Your control will improve if you contract your pelvic floor muscles before lifting heavy objects or before you cough or sneeze.

If your issue is urgency, contract your pelvic floor whenever you feel the urge to urinate and wait until the urge has passed before moving.

Oestrogen supplements

May help women with incontinence due to post-menopausal tissue atrophy

Drugs - there are now some drugs available which can temporarily improve incontinence, although they may not actually cure it. Success rate is 50% but side effects can be troublesome.

Laser therapy

Laser therapy is a new method of treating SUI. This is for SUI that is mild to moderate.

Disorders impacted by collagen damage have been successfully treated using laser therapy.

collagen production is encouraged by non-ablative laser therapy in the tissues near the bladder outflow.

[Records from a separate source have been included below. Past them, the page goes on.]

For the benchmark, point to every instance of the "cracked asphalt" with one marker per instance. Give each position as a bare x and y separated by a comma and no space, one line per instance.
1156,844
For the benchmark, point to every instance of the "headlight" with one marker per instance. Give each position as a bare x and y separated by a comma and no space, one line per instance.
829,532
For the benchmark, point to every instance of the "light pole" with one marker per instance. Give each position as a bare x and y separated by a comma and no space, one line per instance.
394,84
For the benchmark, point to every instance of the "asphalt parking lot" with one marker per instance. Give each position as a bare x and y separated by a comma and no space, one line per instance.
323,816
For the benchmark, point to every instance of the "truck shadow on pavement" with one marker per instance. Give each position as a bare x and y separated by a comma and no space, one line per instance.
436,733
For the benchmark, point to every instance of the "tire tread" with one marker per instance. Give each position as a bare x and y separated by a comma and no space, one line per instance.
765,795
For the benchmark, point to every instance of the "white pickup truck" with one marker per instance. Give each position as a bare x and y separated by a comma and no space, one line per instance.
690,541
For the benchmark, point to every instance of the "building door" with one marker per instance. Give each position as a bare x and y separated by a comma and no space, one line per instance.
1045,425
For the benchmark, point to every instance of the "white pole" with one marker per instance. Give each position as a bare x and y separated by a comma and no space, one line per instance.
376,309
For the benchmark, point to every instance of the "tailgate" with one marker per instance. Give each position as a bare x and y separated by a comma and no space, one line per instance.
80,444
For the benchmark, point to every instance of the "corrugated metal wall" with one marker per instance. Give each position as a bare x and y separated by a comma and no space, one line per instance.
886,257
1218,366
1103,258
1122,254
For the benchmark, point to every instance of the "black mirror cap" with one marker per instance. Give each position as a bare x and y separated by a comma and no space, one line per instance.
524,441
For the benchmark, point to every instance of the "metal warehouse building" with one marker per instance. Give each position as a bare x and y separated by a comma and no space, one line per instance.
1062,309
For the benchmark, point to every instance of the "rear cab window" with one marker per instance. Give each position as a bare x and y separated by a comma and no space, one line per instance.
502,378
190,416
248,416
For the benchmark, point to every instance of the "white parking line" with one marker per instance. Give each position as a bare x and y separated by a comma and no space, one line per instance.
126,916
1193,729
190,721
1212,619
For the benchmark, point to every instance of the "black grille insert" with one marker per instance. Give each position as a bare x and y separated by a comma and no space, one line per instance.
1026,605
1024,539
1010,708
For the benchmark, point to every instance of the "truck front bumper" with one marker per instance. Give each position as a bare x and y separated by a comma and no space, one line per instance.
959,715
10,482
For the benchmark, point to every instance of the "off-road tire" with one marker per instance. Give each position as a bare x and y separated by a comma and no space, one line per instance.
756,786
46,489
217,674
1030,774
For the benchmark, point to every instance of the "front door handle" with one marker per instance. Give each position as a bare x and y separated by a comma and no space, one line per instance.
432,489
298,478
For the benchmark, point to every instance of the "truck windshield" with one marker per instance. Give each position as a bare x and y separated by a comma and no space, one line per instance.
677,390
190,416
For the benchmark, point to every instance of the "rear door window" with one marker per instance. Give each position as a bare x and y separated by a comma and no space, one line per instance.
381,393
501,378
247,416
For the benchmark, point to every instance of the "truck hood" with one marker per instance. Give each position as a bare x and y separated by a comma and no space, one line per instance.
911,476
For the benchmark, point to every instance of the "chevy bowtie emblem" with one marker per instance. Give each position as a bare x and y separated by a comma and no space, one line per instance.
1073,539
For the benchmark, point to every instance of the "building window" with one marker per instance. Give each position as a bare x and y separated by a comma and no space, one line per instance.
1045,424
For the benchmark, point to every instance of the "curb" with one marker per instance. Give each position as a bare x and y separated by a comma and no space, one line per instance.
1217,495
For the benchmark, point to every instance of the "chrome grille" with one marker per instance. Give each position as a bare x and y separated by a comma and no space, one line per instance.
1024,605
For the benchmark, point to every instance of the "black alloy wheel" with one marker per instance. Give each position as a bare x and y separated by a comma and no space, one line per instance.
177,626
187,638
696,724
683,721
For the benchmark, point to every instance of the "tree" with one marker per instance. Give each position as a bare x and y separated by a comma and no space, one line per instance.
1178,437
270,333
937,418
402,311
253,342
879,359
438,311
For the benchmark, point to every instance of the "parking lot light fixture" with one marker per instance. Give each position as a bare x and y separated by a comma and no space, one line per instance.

These have already shown outstanding safety records, as well as improvements in the endopelvic fascia's connective tissue and SUI symptoms in SUI-affected women.

Surgical treatment

The main types of surgery include the following.

  • Tape procedures. In this procedure a piece of mesh tape is placed under your urethra to support it, and the ends pulled through two small cuts either in your lower abdomen (tummy) or groin.
  • Colposuspension. In this procedure your surgeon will lift the neck of your bladder by stitching the top of your vagina to the back of your pubic bone.
  • Sling procedure. This procedure is similar to the tape procedure. But rather than using an artificial mesh, your surgeon will use a piece of your own tissue as the sling to support your urethra.
  • Injections of bulking agents into the wall of the urethra. This narrows your urethra, helping you to hold urine in your bladder. The effects of this procedure may wear off over time and you may need to have further injections.
  • Having an artificial urinary sphincter inserted.

Each procedure comes with its own risks and benefits. It’s important to discuss these and any complications you might experience with your doctor before you agree to go ahead with the procedure.